Before each race, the organizers must make a run for supplies -- stuff like bottles of water, sunscreen, sandwich fixings, snacks, spray paint for the BRIBED stencils, and so on. The Sienna probably had enough room for a Costco trip with just the third-row seats folded down, but I opted to remove one of the second-row seats to make my task easier.

The seat-arranging process is simple and the second-row seats are light enough to be moved around painlessly. The second-row seat and cargo organizer went onto my garage floor.

Loading up a big-box shopping cart full of heavy race supplies was laughably easy with the Sienna. Having done this task using the full range of full-sized sedans and SUVs, I'll say that the Sienna beats every motor vehicle available (with the exception of, say, a full-sized cargo van) in this department.

It drives, turns, stops, and parks like a car. Not like a top-heavy, bouncy truck, though it holds more cargo and passengers than most trucks. I didn't push it very hard, mostly because it was always full of not-very-well-secured cargo while I had it, but the 296-horse V6 offered power enough to keep driving from being tedious. I was half-hoping for one of the crazy rainstorms we get in summertime in high-plains Colorado, so I could test out the all-wheel-drive in a gooey, muddy field, but the weather stayed sunny all weekend.

Normally, when I pack for a car-camping trip, it's a maddening monkey-puzzle game to fit everything inside the car. Remove the second-row seats and fold the third row in the Sienna, however, and I could just shove stuff in more or less at random. The pre-race stress level was at record lows, getting ready for this race.
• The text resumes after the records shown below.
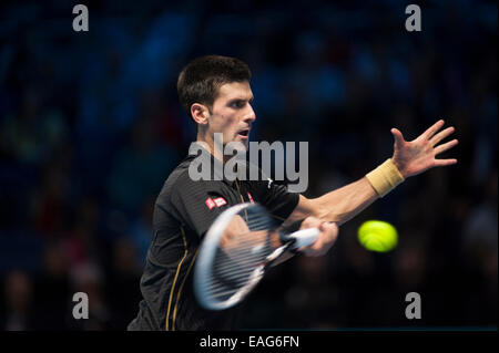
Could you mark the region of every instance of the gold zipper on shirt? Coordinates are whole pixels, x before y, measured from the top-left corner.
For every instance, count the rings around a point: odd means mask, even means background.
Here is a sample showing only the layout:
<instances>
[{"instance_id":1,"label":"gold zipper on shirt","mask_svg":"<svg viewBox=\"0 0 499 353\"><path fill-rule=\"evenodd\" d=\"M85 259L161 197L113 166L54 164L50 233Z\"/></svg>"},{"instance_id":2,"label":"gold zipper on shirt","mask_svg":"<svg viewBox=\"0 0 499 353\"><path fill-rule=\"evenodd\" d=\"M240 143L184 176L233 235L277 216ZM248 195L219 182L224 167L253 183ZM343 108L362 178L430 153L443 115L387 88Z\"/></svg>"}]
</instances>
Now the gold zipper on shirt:
<instances>
[{"instance_id":1,"label":"gold zipper on shirt","mask_svg":"<svg viewBox=\"0 0 499 353\"><path fill-rule=\"evenodd\" d=\"M185 239L185 232L184 232L184 228L182 226L181 226L181 233L182 233L182 240L184 241L185 250L184 250L184 256L182 257L182 260L179 262L179 266L176 267L175 277L173 278L172 290L170 291L169 308L166 310L166 325L165 325L166 331L169 331L170 308L172 305L172 299L173 299L173 292L175 290L176 279L179 278L179 272L182 267L182 263L184 262L185 258L187 257L187 240Z\"/></svg>"},{"instance_id":2,"label":"gold zipper on shirt","mask_svg":"<svg viewBox=\"0 0 499 353\"><path fill-rule=\"evenodd\" d=\"M235 179L234 181L236 184L237 191L240 193L241 201L244 204L244 197L243 194L241 194L240 183L237 181L237 179ZM248 222L246 208L244 209L244 215L246 216L246 222Z\"/></svg>"},{"instance_id":3,"label":"gold zipper on shirt","mask_svg":"<svg viewBox=\"0 0 499 353\"><path fill-rule=\"evenodd\" d=\"M184 280L181 283L181 287L179 288L179 293L176 294L175 307L173 309L172 331L175 331L176 308L179 307L179 301L180 301L180 298L182 295L182 289L184 288L185 280L187 279L189 273L191 272L192 266L194 264L194 261L196 260L198 251L200 251L200 248L197 248L196 252L194 253L194 257L192 258L191 264L187 268L187 273L185 273Z\"/></svg>"}]
</instances>

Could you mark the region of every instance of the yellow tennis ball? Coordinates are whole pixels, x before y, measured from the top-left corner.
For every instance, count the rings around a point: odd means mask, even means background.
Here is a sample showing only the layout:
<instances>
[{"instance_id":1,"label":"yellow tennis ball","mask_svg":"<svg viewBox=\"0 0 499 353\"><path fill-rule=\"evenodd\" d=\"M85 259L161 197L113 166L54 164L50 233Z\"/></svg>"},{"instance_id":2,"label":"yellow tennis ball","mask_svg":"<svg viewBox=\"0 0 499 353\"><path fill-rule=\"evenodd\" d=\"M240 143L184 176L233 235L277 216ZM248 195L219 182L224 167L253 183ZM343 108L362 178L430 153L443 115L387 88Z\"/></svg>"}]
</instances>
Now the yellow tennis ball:
<instances>
[{"instance_id":1,"label":"yellow tennis ball","mask_svg":"<svg viewBox=\"0 0 499 353\"><path fill-rule=\"evenodd\" d=\"M358 241L370 251L390 251L398 242L397 229L386 221L368 220L358 228Z\"/></svg>"}]
</instances>

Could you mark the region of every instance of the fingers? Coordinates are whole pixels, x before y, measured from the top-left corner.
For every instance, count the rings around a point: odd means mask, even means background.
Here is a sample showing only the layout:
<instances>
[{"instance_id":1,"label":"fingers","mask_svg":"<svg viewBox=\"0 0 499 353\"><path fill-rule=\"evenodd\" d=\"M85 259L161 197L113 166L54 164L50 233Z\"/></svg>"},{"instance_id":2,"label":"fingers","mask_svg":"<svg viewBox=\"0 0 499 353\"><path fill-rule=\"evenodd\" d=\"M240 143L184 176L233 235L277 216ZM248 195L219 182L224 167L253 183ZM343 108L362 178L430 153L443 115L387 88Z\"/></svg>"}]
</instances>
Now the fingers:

Once at the racetrack, I set up my campsite in a field a few hundred yards from the paddock. Racers were very impressed with this vehicle, and the more hardcore a track-nerd was, with a brace of track cars at home, the more he or she approved of the Sienna. It was at this point that I learned that many -- maybe even most -- of the most serious racers at this event already own Siennas (and, sometimes, a Previa or two, maybe even a LiteAce, as well). In fact, the Sienna got more attention from fast-driving racing addicts than most of the allegedly sporty machines I drive to these events.

A minivan, particularly this minivan, will meet just about any conceivable transportation-machine need, because the minivan is the perfect utilitarian motor vehicle. Get a Sienna, rely on it for moving people and goods, and then add one frivolously quick car plus one ridiculous old car and you'll have met all your vehicular requirements for a full life. A Sienna, a ludicrously overboosted Volvo 240 Turbo rally car, and a Renault Caravelle, for example— what more do you need? This is how racers view minivans, and this is the reason that racers feel no shame, no "I have given up on life" depression when driving a Sienna.

Racetracks tend to be sprawling facilities, and I'll use a review vehicle to get around while I'm working at a race. In this case, though, the Sienna stayed parked in my campsite because I felt much cooler riding this century-old, made-in-Boston bicycle. Sometimes you just need to be cool, not practical.